The development more than doubled the salaries of every officer regardless of rank, which had been set years back.
For example, a Police Constable’s gross pay rose from Rwf 36,450 ($40 in today rates) to Rwf 70,799.
With the previous salary, the police were actually paid less than primary school teachers – who are the least paid.
The top police officer’s salary jumped from Rwf 1.59m up to nearly Rwf 2.4m.
Before this salary increase, the IGP was getting peanuts compared to officials of the same calibre in other offices.
At the Nigeria forum, Kagame also made rare public attack on the policies of former President Pasteur Bizimungu, which he has not done in years.
Bizimungu was nominated as president of the transitional government following the defeat of the genocidal regime in 1994. At the time, Kagame became vice president and defence minister. Both were from the same party, RPF.
In early 2000, Bizimungu was forced to resign and Kagame was elected by Parliament to replace him.
A series of events led to Bizimungu’s arrest and conviction in 2004 for more than 15 years for divisionism, inciting violence and embezzlement.
He was eventually pardoned by Kagame in 2007. Since then, Kagame has avoided spoking about him; until now.
In his Nigeria speech, Kagame cited a major disagreement he had with “the then President” in 1998 where Bizimungu apparently decided to buy Mercedes Benz vehicles for ministers even when some didn’t have even offices.
“I told the President this was wrong. We cannot afford to prioritize this type of thing. First of all, our first priority shouldn’t be buying Mercedes for our ministers. This is 1998, four years after Genocide,” said Kagame to his audience.
“We are trying to build institutions and the first thing that came to mind is to buy Mercedes for Ministers who have no offices or furniture.”

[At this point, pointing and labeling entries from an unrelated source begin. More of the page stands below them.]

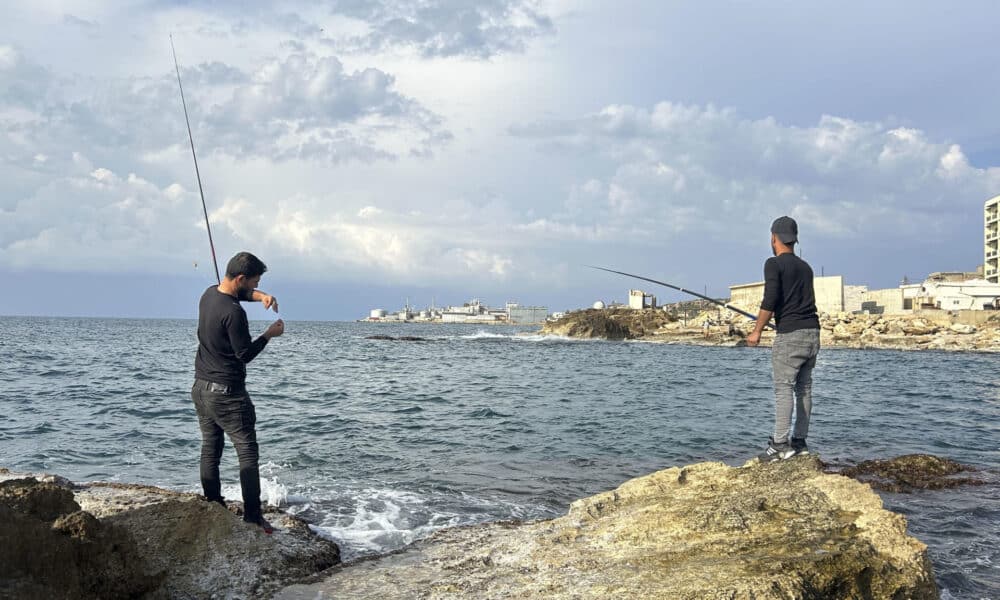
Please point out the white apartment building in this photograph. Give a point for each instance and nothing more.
(991, 262)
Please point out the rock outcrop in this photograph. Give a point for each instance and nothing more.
(107, 540)
(918, 331)
(912, 472)
(610, 324)
(780, 530)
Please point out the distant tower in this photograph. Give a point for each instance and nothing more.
(991, 264)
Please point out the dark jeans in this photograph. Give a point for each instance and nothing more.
(222, 411)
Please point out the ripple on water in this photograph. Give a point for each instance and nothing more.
(509, 427)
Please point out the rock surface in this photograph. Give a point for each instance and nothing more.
(780, 530)
(938, 330)
(911, 472)
(611, 324)
(107, 540)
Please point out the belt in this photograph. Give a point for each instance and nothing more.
(220, 388)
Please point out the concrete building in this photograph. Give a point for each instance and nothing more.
(829, 293)
(991, 260)
(974, 294)
(526, 315)
(637, 300)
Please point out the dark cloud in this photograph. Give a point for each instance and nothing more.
(302, 106)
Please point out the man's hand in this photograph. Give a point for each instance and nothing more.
(266, 299)
(275, 329)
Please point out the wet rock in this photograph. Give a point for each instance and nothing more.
(49, 548)
(781, 530)
(905, 474)
(609, 324)
(112, 540)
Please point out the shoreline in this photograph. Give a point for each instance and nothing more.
(946, 332)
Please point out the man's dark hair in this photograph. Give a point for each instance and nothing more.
(245, 264)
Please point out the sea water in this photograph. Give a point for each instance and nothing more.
(380, 442)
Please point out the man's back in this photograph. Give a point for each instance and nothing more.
(224, 342)
(788, 291)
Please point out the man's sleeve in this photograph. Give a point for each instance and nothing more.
(244, 348)
(772, 285)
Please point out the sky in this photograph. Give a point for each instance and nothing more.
(374, 153)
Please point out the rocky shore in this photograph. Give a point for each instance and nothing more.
(929, 330)
(779, 530)
(761, 531)
(110, 540)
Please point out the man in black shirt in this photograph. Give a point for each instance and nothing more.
(219, 391)
(790, 298)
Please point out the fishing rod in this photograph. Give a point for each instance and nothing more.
(215, 262)
(680, 289)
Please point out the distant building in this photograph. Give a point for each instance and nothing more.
(829, 293)
(526, 315)
(637, 300)
(991, 263)
(971, 294)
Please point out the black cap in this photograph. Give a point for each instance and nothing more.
(786, 229)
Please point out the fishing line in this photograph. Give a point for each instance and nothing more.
(215, 262)
(686, 291)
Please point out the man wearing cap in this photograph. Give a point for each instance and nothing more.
(790, 299)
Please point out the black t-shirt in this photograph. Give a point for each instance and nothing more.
(224, 344)
(788, 291)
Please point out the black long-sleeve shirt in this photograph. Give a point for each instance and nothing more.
(224, 343)
(788, 291)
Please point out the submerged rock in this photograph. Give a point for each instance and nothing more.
(780, 530)
(108, 540)
(911, 472)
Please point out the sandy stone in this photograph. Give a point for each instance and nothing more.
(112, 540)
(782, 530)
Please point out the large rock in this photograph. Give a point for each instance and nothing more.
(610, 324)
(49, 548)
(781, 530)
(108, 540)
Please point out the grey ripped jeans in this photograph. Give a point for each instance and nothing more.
(793, 357)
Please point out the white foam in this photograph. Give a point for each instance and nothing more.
(373, 520)
(272, 491)
(485, 335)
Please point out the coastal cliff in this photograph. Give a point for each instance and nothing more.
(939, 330)
(110, 540)
(780, 530)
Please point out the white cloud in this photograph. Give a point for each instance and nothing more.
(688, 168)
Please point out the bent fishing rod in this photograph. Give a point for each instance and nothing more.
(211, 244)
(686, 291)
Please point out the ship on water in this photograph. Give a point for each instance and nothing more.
(472, 312)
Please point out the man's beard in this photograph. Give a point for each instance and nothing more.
(244, 294)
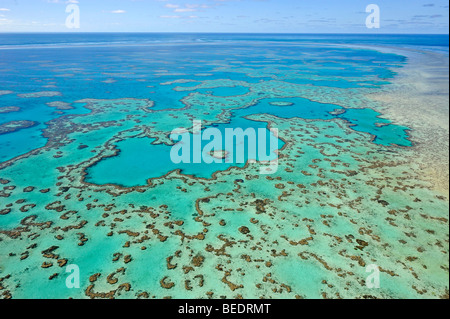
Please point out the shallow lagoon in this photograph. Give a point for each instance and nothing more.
(344, 195)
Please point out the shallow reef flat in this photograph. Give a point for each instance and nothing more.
(349, 191)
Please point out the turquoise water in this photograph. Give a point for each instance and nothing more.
(94, 179)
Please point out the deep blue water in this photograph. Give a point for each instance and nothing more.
(111, 66)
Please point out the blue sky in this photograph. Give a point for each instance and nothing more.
(285, 16)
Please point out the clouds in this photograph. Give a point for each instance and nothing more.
(290, 16)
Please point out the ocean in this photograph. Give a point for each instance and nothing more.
(89, 179)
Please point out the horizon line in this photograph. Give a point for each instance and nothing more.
(181, 32)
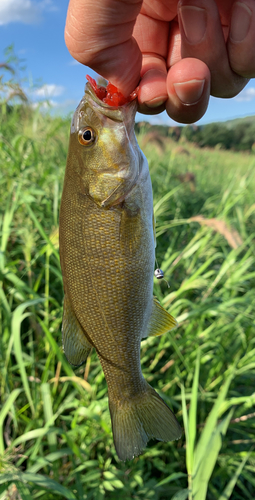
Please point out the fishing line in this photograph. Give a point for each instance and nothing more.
(159, 274)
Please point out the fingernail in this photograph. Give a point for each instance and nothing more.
(189, 92)
(194, 22)
(240, 22)
(155, 103)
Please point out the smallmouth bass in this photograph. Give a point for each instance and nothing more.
(107, 253)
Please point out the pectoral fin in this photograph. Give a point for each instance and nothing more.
(76, 346)
(160, 321)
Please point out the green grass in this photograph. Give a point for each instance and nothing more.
(55, 432)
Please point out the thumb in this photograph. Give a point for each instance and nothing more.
(99, 35)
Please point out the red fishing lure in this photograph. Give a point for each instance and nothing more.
(110, 94)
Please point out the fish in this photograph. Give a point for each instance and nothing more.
(107, 255)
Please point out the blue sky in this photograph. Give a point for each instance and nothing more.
(36, 29)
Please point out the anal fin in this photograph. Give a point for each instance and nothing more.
(160, 321)
(75, 344)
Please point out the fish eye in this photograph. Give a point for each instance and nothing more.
(86, 136)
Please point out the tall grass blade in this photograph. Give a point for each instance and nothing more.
(43, 482)
(17, 318)
(4, 412)
(228, 490)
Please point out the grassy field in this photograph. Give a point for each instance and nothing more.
(55, 433)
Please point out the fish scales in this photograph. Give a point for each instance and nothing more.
(107, 253)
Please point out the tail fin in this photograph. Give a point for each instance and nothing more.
(139, 419)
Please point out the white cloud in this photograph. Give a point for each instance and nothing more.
(23, 11)
(47, 91)
(246, 95)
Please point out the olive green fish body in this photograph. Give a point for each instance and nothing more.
(107, 252)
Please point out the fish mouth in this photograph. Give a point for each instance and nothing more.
(114, 112)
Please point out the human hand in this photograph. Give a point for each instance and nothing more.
(181, 51)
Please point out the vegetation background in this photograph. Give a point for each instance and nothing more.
(55, 433)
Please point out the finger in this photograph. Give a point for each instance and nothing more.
(152, 37)
(188, 86)
(202, 38)
(99, 34)
(241, 40)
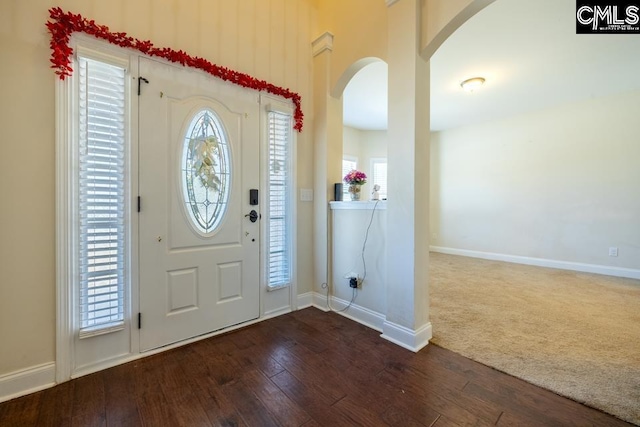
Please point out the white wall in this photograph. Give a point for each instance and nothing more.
(350, 221)
(365, 145)
(560, 184)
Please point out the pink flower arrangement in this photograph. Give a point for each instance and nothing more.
(355, 178)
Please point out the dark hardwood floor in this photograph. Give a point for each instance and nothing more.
(306, 368)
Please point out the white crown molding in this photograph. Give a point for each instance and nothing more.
(322, 43)
(542, 262)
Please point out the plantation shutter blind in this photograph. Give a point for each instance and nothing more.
(279, 185)
(101, 194)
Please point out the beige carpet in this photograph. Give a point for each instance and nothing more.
(576, 334)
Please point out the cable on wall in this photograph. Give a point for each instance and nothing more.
(354, 293)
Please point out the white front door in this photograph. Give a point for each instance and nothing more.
(198, 249)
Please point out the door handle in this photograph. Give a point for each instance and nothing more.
(253, 216)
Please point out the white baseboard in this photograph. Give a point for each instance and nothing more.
(26, 381)
(542, 262)
(407, 338)
(397, 334)
(362, 315)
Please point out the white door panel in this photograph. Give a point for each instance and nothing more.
(193, 282)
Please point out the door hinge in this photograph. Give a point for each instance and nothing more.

Kagame added: “I told the then President that we cannot afford to prioritize this type of thing and we cannot give money to someone else. We can’t keep doing that unless we are to be doomed to never leave the transition.”
Citing the case of former Prime Minister Faustin Twagiramungu, Kagame said his fight against corruption has turned him into being called “authoritarian”.
Twagiramungu, according to Kagame, “connived” with foreign Minister Jean Marie Vianney Ndagijimana to steal $200,000 which was meant to open a new embassy in New York. Once he had left with the cash, the Minister disappeared.
This case has been widely reported over the years, and Ndagijimana refuses to speak about it. However, the involvement of Twagiramungu is only becoming known now.
Kagame also spoke about the cost of his fight against corruption at home. He stated: “We quickly found out that fighting corruption has a huge political cost. Officials who did not live up to the agreed standards were dismissed or brought to justice. Others fled into exile and pretended to be so-called “opposition” or ‘pro-democracy’ groups.”
“Today [Ndagijimana] is one of the opposition leaders living in France and people accept [that] he is fighting for democracy. A couple of years later, the same PM (Twagiramungu) agreed with the then President to go and buy vehicles; Mercedes Benz, for cabinet ministers. He had to carry cash.”
Today, Ndagijimana lives in France and Twagiramungu is based in Belgium. Both are vocal Kagame critics.